Difficulty adaptation in a competitive arm rehabilitation game using real-time control of arm electromyogram and respiration.

Rehabilitation robots are often combined with serious games that motivate patients and keep them exercising at high intensities. A promising type of game are competitive rehabilitation games, but few difficulty adaptation algorithms have been presented for them. This paper thus presents the adaptation of difficulty in a competitive arm rehabilitation game based on two physiological signals: respiration and electromyography of the posterior deltoid. It consists of three smaller studies: an open-loop respiration study, a closed-loop respiration study (where a controller attempts to maintain respiration rate at preset levels), and a closed-loop electromyogram study (where a controller attempts to keep the electromyogram at preset levels).
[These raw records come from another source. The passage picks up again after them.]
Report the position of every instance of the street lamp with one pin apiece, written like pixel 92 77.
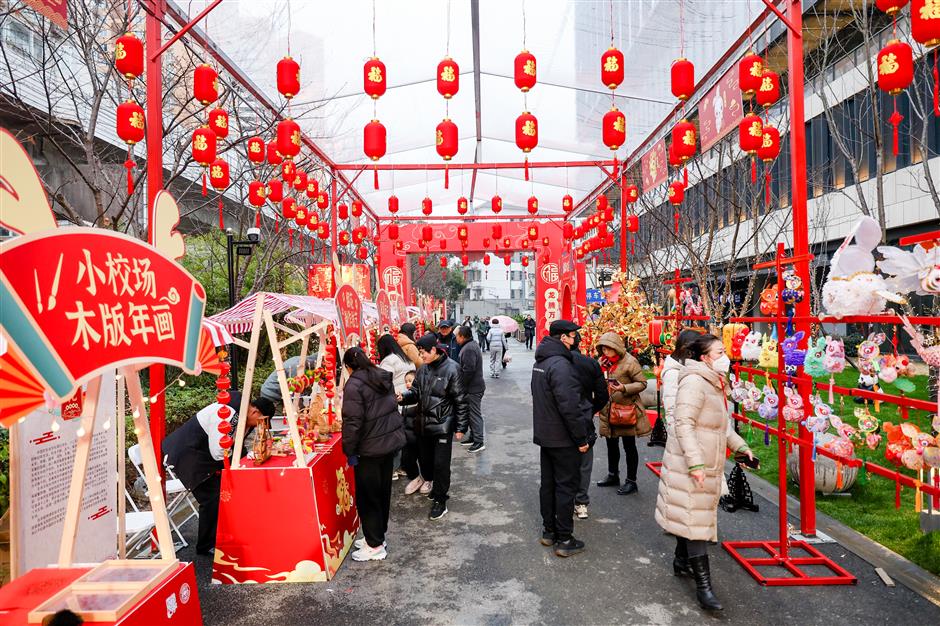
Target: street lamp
pixel 242 248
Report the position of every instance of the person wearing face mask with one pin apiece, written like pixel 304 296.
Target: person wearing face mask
pixel 690 483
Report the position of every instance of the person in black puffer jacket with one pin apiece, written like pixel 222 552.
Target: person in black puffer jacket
pixel 372 433
pixel 442 405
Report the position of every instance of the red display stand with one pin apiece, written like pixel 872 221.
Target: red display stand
pixel 279 523
pixel 173 601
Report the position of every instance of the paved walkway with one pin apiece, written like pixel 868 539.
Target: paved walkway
pixel 482 564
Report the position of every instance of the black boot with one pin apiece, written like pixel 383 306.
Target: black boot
pixel 703 583
pixel 612 480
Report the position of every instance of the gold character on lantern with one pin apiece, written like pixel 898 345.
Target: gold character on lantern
pixel 889 64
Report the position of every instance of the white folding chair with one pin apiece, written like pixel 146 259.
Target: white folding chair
pixel 177 495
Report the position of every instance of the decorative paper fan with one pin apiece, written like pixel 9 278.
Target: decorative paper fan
pixel 19 388
pixel 208 357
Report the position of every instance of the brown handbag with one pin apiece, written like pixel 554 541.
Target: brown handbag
pixel 622 414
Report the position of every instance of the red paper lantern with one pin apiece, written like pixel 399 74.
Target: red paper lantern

The studies control two difficulty parameters based on the physiological responses of one of the two exercising participants, though the ultimate goal is to control the physiological responses of both participants. Furthermore, all three studies are done with unimpaired participants. The closed-loop controllers achieved high correlation coefficients between desired and measured levels of respiration rate (r = 0.83) and electromyogram (r = 0.89), demonstrating that it is possible to control the physiological responses of unimpaired participants in a competitive arm rehabilitation game, thus controlling their level of workload and exercise intensity. In the future, the proposed method will be tested with patients undergoing rehabilitation.